- Directed by: Gianmarco Donaggio
- Produced by: Gianmarco Donaggio Nelson Ferreira
- Cinematography: Gianmarco Donaggio
- Edited by: Gianmarco Donaggio
- Release date: 28 July 2022;
- Running time: 6 min
- Country: Portugal
- Language: silent

= Azul no Azul =

2022 Portuguese short film by Gianmarco Donaggio and Nelson Ferreira

Azul no Azul (English title: Blue in Blue) is a short Portuguese experimental film created by Italian filmmaker Gianmarco Donaggio and Portuguese painter Nelson Ferreira. The film was produced and distributed in collaboration with the National Museum of Contemporary Art in Portugal, and it premiered at the museum on the 28th of July 2022, after which it was exhibited in the cinema of the museum from the 29th of July until the 15th of September 2022. A second version was created for Soares dos Reis National Museum to celebrate the 150 years of the sculpture ‘The Exiled’ by António Soares dos Reis and was continuously screened at the museum from the 10th of December 2022 until 19 March 2023. The city of Lucca projected it on a loop for a week.

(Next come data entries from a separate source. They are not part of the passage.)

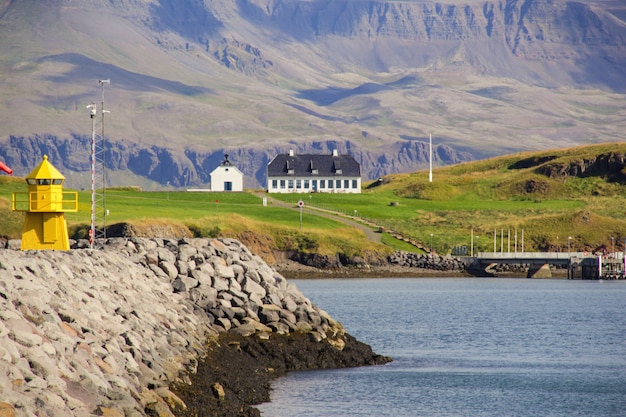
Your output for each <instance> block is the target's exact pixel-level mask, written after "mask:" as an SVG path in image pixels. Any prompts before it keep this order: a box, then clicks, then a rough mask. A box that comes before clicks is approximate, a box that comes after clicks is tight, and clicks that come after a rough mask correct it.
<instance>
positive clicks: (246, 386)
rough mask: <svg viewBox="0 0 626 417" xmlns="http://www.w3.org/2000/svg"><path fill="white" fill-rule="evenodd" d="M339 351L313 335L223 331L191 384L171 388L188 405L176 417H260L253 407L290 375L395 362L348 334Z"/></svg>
mask: <svg viewBox="0 0 626 417" xmlns="http://www.w3.org/2000/svg"><path fill="white" fill-rule="evenodd" d="M344 340H345V343H346V344H345V346H344V347H343V349H341V350H338V349H337V348H335V347H334V346H332V345H331V344H330V343H328V342H327V341H321V342H317V341H315V340H312V339H311V337H310V335H307V334H304V333H292V334H289V335H272V336H271V338H270V339H266V340H264V339H261V338H258V337H254V336H250V337H243V336H241V335H237V334H234V333H223V334H221V335H220V337H219V339H218V340H217V341H215V343H214V344H213V345H212V346H211V347H210V348H209V352H208V354H207V357H206V358H204V359H203V360H201V361H200V363H199V364H198V368H197V372H196V373H195V374H193V375H191V383H190V384H182V383H178V384H175V385H173V386H172V387H171V390H172V391H173V392H175V393H176V394H177V395H178V396H179V397H180V398H181V399H182V400H183V401H184V403H185V404H186V406H187V408H186V409H182V408H178V409H177V410H175V414H176V416H178V417H213V416H220V417H259V416H260V415H261V414H260V411H259V410H258V409H257V408H254V407H253V406H254V405H256V404H260V403H262V402H267V401H269V400H270V392H271V382H272V381H273V380H274V379H275V378H277V377H279V376H281V375H284V374H285V373H286V372H289V371H301V370H308V369H330V368H346V367H355V366H366V365H383V364H385V363H388V362H390V361H391V358H389V357H386V356H382V355H377V354H375V353H374V352H372V349H371V348H370V346H368V345H366V344H364V343H361V342H359V341H357V340H356V339H355V338H353V337H352V336H349V335H346V337H345V339H344Z"/></svg>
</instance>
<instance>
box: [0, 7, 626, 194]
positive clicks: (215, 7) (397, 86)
mask: <svg viewBox="0 0 626 417" xmlns="http://www.w3.org/2000/svg"><path fill="white" fill-rule="evenodd" d="M624 68H626V4H625V3H624V2H623V1H620V0H579V1H565V0H463V1H462V0H447V1H444V2H436V1H424V0H413V1H411V0H404V1H368V0H236V1H233V0H212V1H208V0H204V1H203V0H111V1H105V0H3V1H1V2H0V71H1V74H2V77H0V127H1V130H0V161H3V162H5V163H6V164H7V165H9V166H10V167H11V168H12V169H13V170H14V172H15V174H16V175H25V174H27V173H28V172H30V170H31V169H32V168H33V167H34V166H35V165H36V164H37V163H38V162H39V161H40V159H41V157H42V155H43V154H47V155H48V156H49V158H50V160H51V162H53V164H55V166H56V167H57V168H59V170H61V172H63V173H64V175H66V177H67V178H68V184H69V185H70V186H73V187H77V188H78V187H85V186H88V184H90V182H89V169H90V159H89V158H90V157H89V155H90V149H91V138H92V121H91V119H90V117H89V116H90V113H89V109H87V108H86V106H87V105H89V104H90V103H95V104H96V106H97V107H98V109H99V111H102V110H103V109H102V104H104V110H106V111H107V113H105V134H104V136H105V138H106V142H105V143H106V157H105V160H106V167H107V176H108V185H109V186H113V185H141V186H143V187H145V188H147V189H158V188H161V187H163V186H164V185H165V184H168V185H171V186H174V187H187V186H194V187H195V186H203V185H204V184H206V183H207V182H208V180H209V173H210V172H211V171H212V170H213V169H214V168H215V167H216V166H217V165H218V164H219V163H220V162H221V160H222V159H223V155H224V154H228V155H229V159H230V160H231V161H232V162H233V163H234V164H235V165H237V166H238V167H239V168H240V169H241V170H242V171H243V172H244V173H245V174H246V178H247V179H246V182H247V184H245V185H246V186H247V187H260V186H264V181H265V166H266V164H267V162H268V161H269V160H270V159H271V158H272V157H273V156H274V155H275V154H276V153H279V152H287V151H288V150H291V149H293V150H294V151H295V152H297V153H330V152H332V151H333V150H334V149H337V150H338V151H339V152H340V153H350V154H352V155H353V156H355V158H356V159H357V160H358V161H359V162H360V163H361V165H362V171H363V176H364V178H366V179H374V178H377V177H380V176H383V175H385V174H390V173H395V172H411V171H416V170H419V169H423V168H426V167H428V154H429V146H428V141H429V136H430V135H432V137H433V146H434V151H435V153H434V162H435V164H436V165H446V164H455V163H459V162H463V161H469V160H475V159H482V158H487V157H491V156H497V155H502V154H505V153H512V152H518V151H527V150H541V149H548V148H563V147H569V146H575V145H579V144H590V143H603V142H619V141H622V140H623V137H624V134H623V132H624V131H626V105H625V104H624V103H626V101H625V98H626V71H625V70H624ZM104 79H108V80H110V84H106V85H105V84H102V85H101V84H100V83H99V80H104ZM109 112H110V113H109Z"/></svg>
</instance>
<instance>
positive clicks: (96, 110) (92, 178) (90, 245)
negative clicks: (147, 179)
mask: <svg viewBox="0 0 626 417" xmlns="http://www.w3.org/2000/svg"><path fill="white" fill-rule="evenodd" d="M87 108H88V109H91V115H90V116H91V227H90V229H89V247H90V248H91V249H93V248H94V241H95V239H96V113H97V110H96V103H91V104H90V105H89V106H87Z"/></svg>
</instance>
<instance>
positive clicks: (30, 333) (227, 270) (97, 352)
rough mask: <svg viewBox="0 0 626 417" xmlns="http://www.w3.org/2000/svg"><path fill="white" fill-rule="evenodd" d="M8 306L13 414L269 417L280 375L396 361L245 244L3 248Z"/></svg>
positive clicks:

Listed by Berlinale Talents when the director was nominated as Talent in 2024. The film was later consecrated in Portugal, where it was screened at the Portuguese Cinematheque. Art critic Simona Frigerio compared this film to Derek Jarman's last masterpiece Blue.

== Description ==
Azul no Azul was ideated by the two artists as an experiment in which Donaggio was translating in cinematic form the painting process of Ferreira's blue series, a collection of paintings that the artist completed over his stay as an artist in residency at MNAC in Lisbon. As the museum curator stated: "In this cycle of contemporary works Nelson's reverence for the great classical masters and academic tradition is attested." As a consequence, in the make of Azul no Azul, Donaggio was called to the task of adapting the act of filming to both the effect and the process of challenging painting techniques such as of alla prima - painted directly looking at the subject, and the classic statuary tradition of the subjects depicted. The result is a film experience of blue shapes taking the form of the classical sculptures of the museum sculpture garden, and vice versa, the sculptures melting into blue informal elements.